Adenosine 3':5'-cyclic monophosphate inhibits in vitro angiogenesis induced by endothelial cell growth factor.

The formation of new blood capillaries (angiogenesis) occurs in response to angiogenic factors released by either normal or tumoral cells. In the present study, we cultured human umbilical vein endothelial cells (HUVEC) on collagen gels and aimed to clarify the effects of cyclic nucleotides on angiogenesis induced by endothelial cell growth factor (ECGF). HUVEC invaded the underlying collagen matrix and formed tube-like structures when ECGF was added. ECGF (9.4 to 75 micrograms/ml) induced angiogenesis in a concentration-dependent manner; the effect reached a plateau at 75 micrograms/ml.
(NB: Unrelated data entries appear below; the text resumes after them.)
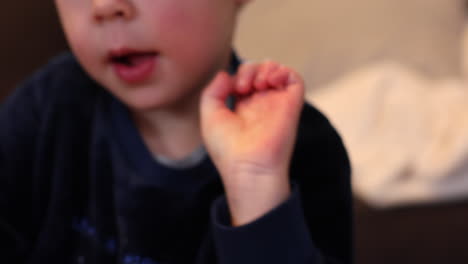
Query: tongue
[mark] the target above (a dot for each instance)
(137, 59)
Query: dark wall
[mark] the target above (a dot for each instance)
(30, 34)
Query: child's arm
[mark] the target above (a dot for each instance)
(252, 147)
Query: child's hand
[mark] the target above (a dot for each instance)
(252, 145)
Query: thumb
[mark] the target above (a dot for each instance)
(215, 94)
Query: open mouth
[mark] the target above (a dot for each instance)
(133, 66)
(130, 59)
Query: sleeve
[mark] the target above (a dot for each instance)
(19, 120)
(315, 224)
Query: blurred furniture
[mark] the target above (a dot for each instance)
(433, 234)
(30, 34)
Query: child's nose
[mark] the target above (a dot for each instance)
(111, 9)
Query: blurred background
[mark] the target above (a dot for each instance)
(390, 75)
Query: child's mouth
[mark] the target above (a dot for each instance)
(133, 66)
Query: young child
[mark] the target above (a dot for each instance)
(128, 152)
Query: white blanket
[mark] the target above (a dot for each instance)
(407, 135)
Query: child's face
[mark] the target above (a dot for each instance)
(150, 53)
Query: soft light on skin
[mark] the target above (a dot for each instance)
(193, 39)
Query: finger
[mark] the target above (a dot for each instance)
(245, 77)
(215, 94)
(279, 77)
(295, 84)
(265, 70)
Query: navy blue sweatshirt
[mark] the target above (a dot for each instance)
(78, 185)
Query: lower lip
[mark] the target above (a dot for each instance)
(135, 73)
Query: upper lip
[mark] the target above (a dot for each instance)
(122, 52)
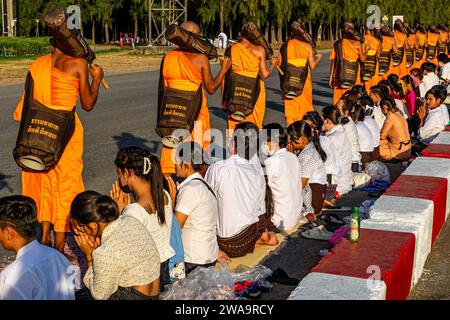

Cyclic AMP (10(-3) M), dibutyryl cyclic AMP (10(-3) M), 8-bromo cyclic AMP (10(-5) M) and Sp-cAMPS (10(-3) M), a stimulator of cyclic AMP-dependent protein kinase, each significantly inhibited ECGF-induced angiogenesis by 64.2, 86.1, 46.5, 74.7%, respectively. Forskolin and cholera toxin, which are activators of adenylate cyclase, did not inhibit ECGF-induced angiogenesis. Dibutyryl cyclic GMP (10(-4), 10(-3) M) also did not affect the formation of capillary-like tubes induced by ECGF. In conclusion, cyclic AMP, but not cyclic GMP, inhibits angiogenesis in vitro. This antiangiogenic activity may be applicable to the treatment of such conditions as solid tumors, diabetic retinopathy and rheumatoid arthritis in which the suppression of angiogenesis is important.